GCFA calculated apportionments for 2021 based on that reduction and shared them with conferences. Then General Conference was postponed due to the pandemic. With GCFA’s full knowledge, most annual conferences still utilized the apportionment based on the reduced budget that was never passed. Most annual conferences are doing the same this year, but now we have a new issue: disaffiliations. Some conferences have already disaffiliated half or more of their congregations.
“We feel it critical to account for that loss ahead of 2024, and that’s why you see the reduction in General Church apportionments,” Kurz said. “The apportionment has been reduced by the percentage of loss from disaffiliations.”
Berneking noted there is more consistency than a change regarding what we have to do.

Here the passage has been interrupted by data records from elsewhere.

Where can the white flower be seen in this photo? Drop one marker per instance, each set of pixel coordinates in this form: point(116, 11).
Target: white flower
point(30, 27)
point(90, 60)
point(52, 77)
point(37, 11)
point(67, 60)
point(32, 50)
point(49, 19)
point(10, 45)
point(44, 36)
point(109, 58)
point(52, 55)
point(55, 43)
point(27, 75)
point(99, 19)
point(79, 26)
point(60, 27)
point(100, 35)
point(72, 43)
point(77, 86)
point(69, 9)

Berneking said changes are coming to health insurance in 2024 that the Clergy Support Team did not ask for but were implemented by Wespath in response to a constant rise in premiums, low participant satisfaction when it comes to customer service provided by insurers, and some IRS changes. He asked Weaver to explain the changes to health insurance.
Weaver started by explaining that one thing that isn’t changing is the amount the Conference charges a local church for its contribution to health insurance.
“We set the contribution at $8,900 four years ago, and CST voted to keep it at that same level for 2024,” Weaver said, noting that the actual premium had gone up by 5%. “Local churches have only seen a $140 increase in that contribution since 2012. That’s 1.6% in 12 years, which is unheard of for employers. That’s only possible because we are part of the connection in the UMC.”
Berneking responded that the cost of benefits has been remarkably flat for a very long time and explained how that was possible this year despite the rising premium.
“We’ve been able to keep the cost flat for local churches because the Conference has, and here we are revisiting one of our themes that Brad introduced, the Conference has been effectively utilizing funds held at Wespath to take on some of the burdens,” Berneking said. “Premiums are rising again, but the Conference is edging up its share of the contribution.”
Wespath is implementing what they are calling a concierge service. Rather than calling customer service for a problem with your health insurance, the insured will call this service, which will understand Healthflex, Wespath, the Conference and clergy far better.
Beginning in January, Healthflex will only utilize a Blue Cross Blue Shield network. The concierge will entirely replace Blue Cross’s customer service number. No one will ever call Blue Cross. Healthflex is simply using a Blue Cross network. Second, the number of providers in-network for United Health but out for Blue Cross is tiny. Kurz was initially concerned about out-of-network doctors in rural areas but is confident moving forward.
“Wespath did provide a report of providers that were shifting to out of network, and I was relieved by it,” Kurz said. “There were very few doctors that people are utilizing today that are now going to be out of network. And those few aren’t exclusively in rural areas or only one part of the state. I think a lot of us, especially on the east side of Missouri, have a historic understanding of Blue Cross that isn’t as true as it once was.”
All reports were voted on and approved without amendment during Sunday’s closing business session.